Over the course of our brief sit-down, we each had two teas. Many times I’d imagined Mama and Lucy meeting, and every time they talked their way into each other’s hearts, and we realized we were family. Only now that we were seated together in a kind of stunned trio did I realize how stupid that was. As Mama and Lucy tiptoed verbally on a heightened, high-wire form of small talk (discussing, eventually, Jesse Unheim as well as the scene at the Communiqué), the afternoon recalled more and more that first, nauseating dinner with Max when there was no room, really, for me to be anyone. Yes, between Mama and Lucy, I shuttled in tone between two Giovannis—the bold, strange lover and that thread-hunting boy—and not knowing what to say or how to say it, kept ordering new hot teas and downing them too quickly, kept going to the bathroom to escape, feeling like I might at any moment shout out something wrong.
At one point Lucy herself went, and Mama leaned across the table. “It’s in her head—the tilt of her head, Giovanni. I’m sure of it.”
• • •
That Saturday night Giovanni Bernini, the World’s Greatest Impressionist, devoured ten downy strangers before a packed house at the Communiqué. All show I could feel her: through the mist of smoke, the shrieks of laughter. Like a soft breeze or ray of light, sometimes harkening from the hinterland of back tables, sometimes from the wings of the balcony, I could sense that abiding presence, the bottomlessness of a mother, and many, both in print and out, would stretch the furthest reaches of superlative to describe the power of that night’s performance. The most transporting, they said. A work of art.

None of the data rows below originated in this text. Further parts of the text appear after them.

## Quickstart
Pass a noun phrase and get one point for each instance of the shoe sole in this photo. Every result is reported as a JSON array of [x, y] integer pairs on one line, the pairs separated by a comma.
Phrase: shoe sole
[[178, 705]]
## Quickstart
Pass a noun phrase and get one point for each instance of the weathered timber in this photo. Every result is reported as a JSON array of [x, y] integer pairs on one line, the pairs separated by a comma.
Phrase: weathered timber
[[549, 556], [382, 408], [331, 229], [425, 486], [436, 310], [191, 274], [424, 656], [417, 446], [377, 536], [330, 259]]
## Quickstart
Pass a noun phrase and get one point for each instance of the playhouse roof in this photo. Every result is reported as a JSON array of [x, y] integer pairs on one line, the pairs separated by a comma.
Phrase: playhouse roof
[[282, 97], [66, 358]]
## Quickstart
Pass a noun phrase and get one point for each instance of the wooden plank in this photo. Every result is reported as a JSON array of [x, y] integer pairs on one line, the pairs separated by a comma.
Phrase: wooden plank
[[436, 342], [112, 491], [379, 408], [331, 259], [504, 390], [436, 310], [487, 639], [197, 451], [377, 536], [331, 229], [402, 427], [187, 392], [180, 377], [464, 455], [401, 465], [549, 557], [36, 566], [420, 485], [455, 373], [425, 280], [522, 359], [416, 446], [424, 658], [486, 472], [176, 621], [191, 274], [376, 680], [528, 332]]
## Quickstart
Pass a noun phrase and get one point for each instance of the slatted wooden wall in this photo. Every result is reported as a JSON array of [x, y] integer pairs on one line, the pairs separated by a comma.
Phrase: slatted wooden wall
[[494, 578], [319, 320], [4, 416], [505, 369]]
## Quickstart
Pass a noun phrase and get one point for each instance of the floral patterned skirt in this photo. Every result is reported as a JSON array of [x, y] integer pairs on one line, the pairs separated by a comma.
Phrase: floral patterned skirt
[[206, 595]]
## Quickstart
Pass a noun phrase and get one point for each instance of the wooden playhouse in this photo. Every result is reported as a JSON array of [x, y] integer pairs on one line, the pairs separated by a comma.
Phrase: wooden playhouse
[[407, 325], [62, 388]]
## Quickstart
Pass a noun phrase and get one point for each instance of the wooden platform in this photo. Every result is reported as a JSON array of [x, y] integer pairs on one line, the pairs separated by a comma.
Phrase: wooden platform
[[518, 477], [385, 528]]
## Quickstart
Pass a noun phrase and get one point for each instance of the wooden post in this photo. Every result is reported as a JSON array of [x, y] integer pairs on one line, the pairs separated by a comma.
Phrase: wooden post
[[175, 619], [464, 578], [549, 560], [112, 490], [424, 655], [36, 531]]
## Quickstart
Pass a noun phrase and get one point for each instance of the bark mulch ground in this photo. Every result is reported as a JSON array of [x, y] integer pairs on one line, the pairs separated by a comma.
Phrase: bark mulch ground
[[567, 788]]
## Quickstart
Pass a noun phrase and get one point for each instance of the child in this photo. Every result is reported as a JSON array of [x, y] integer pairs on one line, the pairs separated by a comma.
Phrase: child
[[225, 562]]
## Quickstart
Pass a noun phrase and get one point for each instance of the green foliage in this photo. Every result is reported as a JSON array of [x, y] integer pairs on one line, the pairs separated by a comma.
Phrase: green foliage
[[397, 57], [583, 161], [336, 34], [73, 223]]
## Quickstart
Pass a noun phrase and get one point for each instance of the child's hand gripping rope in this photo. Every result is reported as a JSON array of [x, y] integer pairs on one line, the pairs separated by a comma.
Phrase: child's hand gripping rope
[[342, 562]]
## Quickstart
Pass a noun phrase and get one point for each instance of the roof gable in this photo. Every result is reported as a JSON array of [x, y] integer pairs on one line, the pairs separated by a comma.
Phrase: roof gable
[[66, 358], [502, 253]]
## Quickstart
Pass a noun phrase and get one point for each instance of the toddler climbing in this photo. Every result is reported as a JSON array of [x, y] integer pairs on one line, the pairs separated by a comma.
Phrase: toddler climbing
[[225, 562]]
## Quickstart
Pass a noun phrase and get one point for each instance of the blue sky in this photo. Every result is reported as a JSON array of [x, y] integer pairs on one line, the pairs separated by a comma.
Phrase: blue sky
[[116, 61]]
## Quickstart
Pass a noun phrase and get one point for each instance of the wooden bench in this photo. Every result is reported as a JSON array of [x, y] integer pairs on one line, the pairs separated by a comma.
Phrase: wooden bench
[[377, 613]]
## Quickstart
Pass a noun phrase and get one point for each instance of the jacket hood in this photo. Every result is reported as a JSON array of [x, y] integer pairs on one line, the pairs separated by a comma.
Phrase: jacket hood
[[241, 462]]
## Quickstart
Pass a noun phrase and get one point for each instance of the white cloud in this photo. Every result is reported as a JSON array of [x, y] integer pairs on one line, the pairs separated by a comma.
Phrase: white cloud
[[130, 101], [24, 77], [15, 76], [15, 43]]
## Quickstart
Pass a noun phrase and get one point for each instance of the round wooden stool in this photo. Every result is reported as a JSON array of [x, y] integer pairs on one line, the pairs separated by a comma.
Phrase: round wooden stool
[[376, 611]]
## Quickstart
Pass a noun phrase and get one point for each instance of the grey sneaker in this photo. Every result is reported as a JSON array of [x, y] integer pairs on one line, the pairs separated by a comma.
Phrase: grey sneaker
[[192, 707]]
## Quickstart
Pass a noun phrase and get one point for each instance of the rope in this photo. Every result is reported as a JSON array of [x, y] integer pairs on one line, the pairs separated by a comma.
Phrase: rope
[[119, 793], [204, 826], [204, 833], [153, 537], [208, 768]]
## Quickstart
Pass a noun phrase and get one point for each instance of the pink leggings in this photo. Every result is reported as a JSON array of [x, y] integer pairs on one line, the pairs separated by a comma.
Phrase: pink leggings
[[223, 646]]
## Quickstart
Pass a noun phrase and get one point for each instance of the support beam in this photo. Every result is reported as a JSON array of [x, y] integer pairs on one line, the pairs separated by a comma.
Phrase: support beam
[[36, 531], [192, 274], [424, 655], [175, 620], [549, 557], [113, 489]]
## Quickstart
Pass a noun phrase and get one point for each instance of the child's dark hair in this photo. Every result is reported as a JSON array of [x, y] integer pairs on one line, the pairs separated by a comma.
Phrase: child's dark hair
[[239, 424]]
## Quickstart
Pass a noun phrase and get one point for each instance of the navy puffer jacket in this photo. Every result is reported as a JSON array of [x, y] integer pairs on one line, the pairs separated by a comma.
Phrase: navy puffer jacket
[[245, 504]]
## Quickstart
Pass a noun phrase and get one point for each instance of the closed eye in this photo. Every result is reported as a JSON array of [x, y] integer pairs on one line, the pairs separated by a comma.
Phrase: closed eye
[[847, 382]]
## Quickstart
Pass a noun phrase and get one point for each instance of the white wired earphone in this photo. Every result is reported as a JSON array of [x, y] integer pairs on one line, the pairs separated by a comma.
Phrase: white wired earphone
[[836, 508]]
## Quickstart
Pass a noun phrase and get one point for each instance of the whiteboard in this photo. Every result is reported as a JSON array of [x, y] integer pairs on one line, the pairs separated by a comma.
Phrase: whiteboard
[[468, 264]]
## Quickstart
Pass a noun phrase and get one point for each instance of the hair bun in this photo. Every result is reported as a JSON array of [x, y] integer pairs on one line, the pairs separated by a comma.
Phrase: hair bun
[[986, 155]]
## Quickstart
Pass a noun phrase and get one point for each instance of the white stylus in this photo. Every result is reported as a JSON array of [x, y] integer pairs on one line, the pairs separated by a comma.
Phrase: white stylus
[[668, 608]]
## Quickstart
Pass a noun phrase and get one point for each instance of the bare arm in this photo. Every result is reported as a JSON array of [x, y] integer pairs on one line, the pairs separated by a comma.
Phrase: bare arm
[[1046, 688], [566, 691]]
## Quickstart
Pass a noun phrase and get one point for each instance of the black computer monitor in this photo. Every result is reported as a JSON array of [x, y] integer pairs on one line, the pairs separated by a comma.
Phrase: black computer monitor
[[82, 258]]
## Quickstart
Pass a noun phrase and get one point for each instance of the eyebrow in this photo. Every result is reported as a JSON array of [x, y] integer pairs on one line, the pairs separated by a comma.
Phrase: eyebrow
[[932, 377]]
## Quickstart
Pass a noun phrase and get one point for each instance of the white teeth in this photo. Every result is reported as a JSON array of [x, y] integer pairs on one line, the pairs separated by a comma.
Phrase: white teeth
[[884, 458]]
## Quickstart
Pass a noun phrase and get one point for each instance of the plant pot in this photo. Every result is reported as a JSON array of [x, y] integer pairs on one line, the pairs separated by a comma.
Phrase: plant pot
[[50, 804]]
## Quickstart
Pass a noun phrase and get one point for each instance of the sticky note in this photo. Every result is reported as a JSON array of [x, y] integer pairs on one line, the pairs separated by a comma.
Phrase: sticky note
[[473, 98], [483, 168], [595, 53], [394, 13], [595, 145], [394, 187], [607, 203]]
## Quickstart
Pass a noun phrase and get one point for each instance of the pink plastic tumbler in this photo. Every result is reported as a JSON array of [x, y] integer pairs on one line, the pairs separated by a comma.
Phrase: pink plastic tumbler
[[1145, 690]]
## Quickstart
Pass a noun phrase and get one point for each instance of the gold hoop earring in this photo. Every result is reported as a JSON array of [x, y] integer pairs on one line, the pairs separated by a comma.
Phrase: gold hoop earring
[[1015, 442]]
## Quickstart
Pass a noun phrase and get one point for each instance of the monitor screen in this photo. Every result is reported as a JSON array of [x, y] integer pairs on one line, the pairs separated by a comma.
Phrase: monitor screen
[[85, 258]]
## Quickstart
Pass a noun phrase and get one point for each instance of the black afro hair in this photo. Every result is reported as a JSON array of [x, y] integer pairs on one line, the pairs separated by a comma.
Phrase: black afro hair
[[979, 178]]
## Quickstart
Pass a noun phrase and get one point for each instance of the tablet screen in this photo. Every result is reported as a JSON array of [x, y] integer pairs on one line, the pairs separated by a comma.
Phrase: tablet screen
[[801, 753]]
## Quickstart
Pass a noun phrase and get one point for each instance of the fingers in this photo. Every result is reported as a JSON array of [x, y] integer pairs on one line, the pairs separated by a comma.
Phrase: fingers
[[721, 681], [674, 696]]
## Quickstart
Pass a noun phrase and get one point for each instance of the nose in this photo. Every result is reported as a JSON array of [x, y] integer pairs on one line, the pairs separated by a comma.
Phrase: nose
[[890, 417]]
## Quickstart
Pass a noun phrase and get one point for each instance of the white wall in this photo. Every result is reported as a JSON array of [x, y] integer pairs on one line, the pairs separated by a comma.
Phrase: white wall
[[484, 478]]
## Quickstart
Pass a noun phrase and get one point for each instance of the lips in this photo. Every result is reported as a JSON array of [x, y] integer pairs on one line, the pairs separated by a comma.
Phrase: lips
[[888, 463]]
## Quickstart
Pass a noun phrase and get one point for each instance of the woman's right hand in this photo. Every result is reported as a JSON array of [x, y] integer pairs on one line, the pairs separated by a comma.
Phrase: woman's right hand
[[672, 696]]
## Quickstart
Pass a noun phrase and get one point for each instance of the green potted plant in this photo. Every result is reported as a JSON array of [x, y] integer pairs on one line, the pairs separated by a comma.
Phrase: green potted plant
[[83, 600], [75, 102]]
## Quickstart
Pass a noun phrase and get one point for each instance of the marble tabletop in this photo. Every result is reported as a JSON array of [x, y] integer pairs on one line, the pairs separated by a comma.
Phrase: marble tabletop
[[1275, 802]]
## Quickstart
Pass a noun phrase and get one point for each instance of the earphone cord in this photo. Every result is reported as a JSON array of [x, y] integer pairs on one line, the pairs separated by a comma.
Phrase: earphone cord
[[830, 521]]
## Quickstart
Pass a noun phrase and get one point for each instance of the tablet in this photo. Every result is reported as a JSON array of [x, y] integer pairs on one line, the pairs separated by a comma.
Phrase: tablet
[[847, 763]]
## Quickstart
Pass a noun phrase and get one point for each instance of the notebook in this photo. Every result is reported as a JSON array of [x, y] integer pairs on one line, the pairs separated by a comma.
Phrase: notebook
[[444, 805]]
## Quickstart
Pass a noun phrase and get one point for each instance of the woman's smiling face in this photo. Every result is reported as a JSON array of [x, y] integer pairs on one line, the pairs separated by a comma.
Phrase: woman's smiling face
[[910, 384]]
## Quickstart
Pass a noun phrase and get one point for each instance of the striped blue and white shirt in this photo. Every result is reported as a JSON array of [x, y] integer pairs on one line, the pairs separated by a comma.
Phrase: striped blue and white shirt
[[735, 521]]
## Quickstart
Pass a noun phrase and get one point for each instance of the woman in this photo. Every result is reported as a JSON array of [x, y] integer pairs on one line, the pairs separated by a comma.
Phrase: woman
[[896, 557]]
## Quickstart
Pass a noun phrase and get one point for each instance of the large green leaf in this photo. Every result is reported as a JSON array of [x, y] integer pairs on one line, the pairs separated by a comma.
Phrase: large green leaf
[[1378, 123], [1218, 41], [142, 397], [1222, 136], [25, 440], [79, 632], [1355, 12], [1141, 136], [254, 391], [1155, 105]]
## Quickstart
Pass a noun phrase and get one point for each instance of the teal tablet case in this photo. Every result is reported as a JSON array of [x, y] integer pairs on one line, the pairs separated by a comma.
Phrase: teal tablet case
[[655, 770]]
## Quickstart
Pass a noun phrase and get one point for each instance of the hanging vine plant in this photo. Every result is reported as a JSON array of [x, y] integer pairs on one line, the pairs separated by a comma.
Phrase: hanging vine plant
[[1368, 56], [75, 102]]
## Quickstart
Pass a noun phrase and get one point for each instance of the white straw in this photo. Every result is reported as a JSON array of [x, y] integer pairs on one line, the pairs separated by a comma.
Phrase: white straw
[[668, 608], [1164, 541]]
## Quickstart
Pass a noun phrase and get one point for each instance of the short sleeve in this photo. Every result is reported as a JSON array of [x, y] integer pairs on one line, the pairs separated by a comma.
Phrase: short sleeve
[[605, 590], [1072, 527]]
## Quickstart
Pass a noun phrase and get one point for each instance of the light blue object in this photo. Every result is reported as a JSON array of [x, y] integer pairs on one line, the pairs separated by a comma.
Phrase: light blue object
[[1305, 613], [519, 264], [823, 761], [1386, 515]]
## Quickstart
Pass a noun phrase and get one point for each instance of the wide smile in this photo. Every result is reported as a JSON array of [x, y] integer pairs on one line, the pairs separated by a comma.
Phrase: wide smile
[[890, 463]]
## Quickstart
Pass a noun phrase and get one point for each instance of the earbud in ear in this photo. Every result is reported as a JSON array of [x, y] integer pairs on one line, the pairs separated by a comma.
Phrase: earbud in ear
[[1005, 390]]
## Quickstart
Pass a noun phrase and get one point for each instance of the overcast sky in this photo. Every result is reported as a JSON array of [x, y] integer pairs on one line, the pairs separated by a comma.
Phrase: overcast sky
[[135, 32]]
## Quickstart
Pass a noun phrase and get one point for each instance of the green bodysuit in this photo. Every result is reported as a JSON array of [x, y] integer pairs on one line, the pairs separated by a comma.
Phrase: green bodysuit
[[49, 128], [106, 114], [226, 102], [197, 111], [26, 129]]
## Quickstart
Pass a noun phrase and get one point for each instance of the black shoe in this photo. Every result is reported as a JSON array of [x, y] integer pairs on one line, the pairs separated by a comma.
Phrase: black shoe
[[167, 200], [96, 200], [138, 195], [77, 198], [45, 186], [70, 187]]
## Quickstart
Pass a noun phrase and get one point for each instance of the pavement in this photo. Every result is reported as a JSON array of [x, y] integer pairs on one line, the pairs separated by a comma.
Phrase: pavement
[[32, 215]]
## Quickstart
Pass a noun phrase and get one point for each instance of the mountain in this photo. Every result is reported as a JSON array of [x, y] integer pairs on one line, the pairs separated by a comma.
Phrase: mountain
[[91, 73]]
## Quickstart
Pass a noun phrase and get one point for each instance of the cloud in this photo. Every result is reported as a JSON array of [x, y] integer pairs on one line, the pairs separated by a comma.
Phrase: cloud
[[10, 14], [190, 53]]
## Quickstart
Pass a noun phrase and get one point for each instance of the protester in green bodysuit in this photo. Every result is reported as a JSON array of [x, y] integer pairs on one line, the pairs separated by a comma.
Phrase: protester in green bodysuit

Before the performance I had arranged to meet Mama and Lucy by the balcony bar and there they stood, as planned. There she stood, like some prophetess: Mama, in her old dress, the one she wore to Derringer’s office, with the belted waist and giant bow. “Mama—” I was saying, when Lucy pounced, peppering my cheeks with kisses. “My freeeak.” It was as if she wanted to tattoo me with her kisses, so that any onlooker, in order to see me—and there were many idling by the bar trying to do just that—would have to penetrate the very public veil of her affection. I managed to hold her at arm’s distance. “Max says the car’s downstairs,” I said. “We ought to go.”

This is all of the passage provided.